Usted está aquí

Embarque de Santa Úrsula

Embarque de Santa Úrsula

Amanece en el puerto de Roma. El muelle muestra inusual actividad: la princesa Úrsula y las doncellas que le acompañan regresan de su peregrinación a la Ciudad Eterna. Lleva corona y porta un estandarte blanco con la cruz de San Andrés. La comitiva de vírgenes desciende por las escalinatas de un templete para el embarque. Como símbolo del martirio que poco después sufrirán a manos de los hunos, al aportar en Colonia, el artista las ha provisto con arcos y flechas.

En primer término, en la parte inferior del cuadro, estibadores y marinos se afanan en la carga de baúles y mercancías para la travesía.
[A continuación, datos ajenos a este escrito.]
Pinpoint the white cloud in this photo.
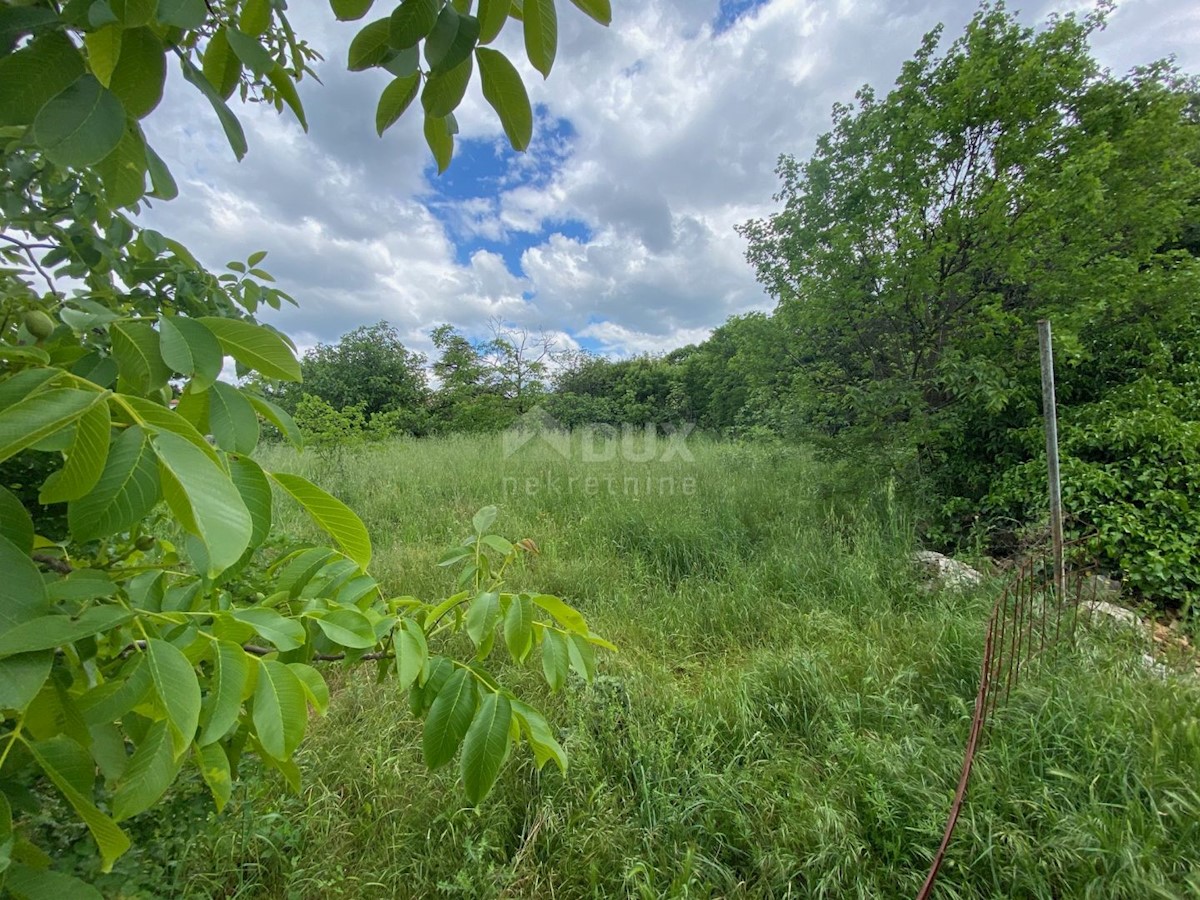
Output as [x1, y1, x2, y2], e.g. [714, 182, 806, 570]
[136, 0, 1200, 354]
Hay un ir y venir de pequeñas barcazas hacia los imponentes navíos que recortan la silueta de sus mástiles sobre la dorada luz del sol naciente, que con su resplandor ilumina un límpido cielo azul.

La escena está enmarcada, a la derecha, por una frondosa y alta vegetación, junto a la fortaleza que defiende el puerto y, a la izquierda, por una línea de edificios del que destaca un palacio con dos torres, inspirado en la residencia de la poderosa familia Barberini –sus mecenas más influyentes– cuyo barco, con su emblema en las banderas, está en el centro.
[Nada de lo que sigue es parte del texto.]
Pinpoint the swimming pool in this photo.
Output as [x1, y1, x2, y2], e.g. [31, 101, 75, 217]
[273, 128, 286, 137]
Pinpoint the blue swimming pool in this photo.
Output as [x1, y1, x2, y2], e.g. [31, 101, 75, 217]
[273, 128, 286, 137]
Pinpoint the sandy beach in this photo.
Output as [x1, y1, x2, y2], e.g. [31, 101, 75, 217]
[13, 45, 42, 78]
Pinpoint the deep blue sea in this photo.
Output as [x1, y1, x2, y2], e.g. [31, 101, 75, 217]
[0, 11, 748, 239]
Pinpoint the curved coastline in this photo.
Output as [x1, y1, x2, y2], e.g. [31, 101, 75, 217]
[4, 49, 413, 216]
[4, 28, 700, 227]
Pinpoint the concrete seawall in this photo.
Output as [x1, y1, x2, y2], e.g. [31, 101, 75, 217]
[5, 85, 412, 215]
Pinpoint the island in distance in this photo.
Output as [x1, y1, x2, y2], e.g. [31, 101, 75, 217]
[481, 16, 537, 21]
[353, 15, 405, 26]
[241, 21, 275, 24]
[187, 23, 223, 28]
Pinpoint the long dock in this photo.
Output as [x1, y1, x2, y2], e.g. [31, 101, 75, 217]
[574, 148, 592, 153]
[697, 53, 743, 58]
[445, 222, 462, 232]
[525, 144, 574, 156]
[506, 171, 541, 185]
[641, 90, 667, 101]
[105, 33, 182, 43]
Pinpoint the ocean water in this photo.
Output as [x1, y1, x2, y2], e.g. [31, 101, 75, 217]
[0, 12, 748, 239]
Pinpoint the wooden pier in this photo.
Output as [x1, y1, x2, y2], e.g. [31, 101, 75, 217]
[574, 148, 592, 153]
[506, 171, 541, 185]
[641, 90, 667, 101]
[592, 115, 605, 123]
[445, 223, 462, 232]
En las obras de Claude Lorrain no cabe nada tormentoso, no hay viento, ni siquiera brisa. Los personajes se mueven con tranquilidad, con distinción y naturalidad. No obstante, otorga poca importancia al carácter narrativo. Las figuras son elementos secundarios que sirven de pretexto para crear un paisaje ideal, reflejo de su mundo interior. Explota los recursos poéticos que ofrece la luz iluminando todo el paisaje, enriqueciendo la atmósfera con una neblina dorada que nos envuelve y transporta a un mundo de una belleza que puede parecernos irreal, inexistente.

Confieso, sin embargo, haber visto la luz de Claude Lorrain en ciertos atardeceres en Salamanca, cuando la piedra arenisca de sus monumentos parece tomar vida propia, dorada por los últimos rayos del sol.

Contemplando sus paisajes el alma se distiende y se eleva a un nivel superior, etéreo, suave, delicado… de una atracción irresistible, que nos hace exclamar con San Agustín: “Nos hiciste, Señor, para ti; y nuestro corazón estará inquiero hasta que descanse en ti.” (Conf. 1, 1)

 

Claude Lorrain nació en 1600 en Chamagne, en el ducado de Lorena. De origen campesino pero con una posición algo acomodada, fue el tercero de siete hijos. Su hermano mayor, escultor tallista, le enseñó los rudimentos del dibujo. Viajó a Roma y entró al servicio de Agostino Tassi, un pintor paisajista. También hizo amistad con el francés Nicolas Poussin, afincado en Roma. A los 30 años empezó a gozar de cierta fama en los círculos artísticos de Roma, recibiendo numerosos encargos, entre los cuales uno de Felipe IV para el Palacio del Buen Retiro en Madrid, para decorar la Galería de Paisajes. Falleció en Roma en noviembre de 1682, y fue enterrado en la iglesia de la Trinità dei Monti, con grandes muestras de respeto y admiración de la sociedad de su tiempo.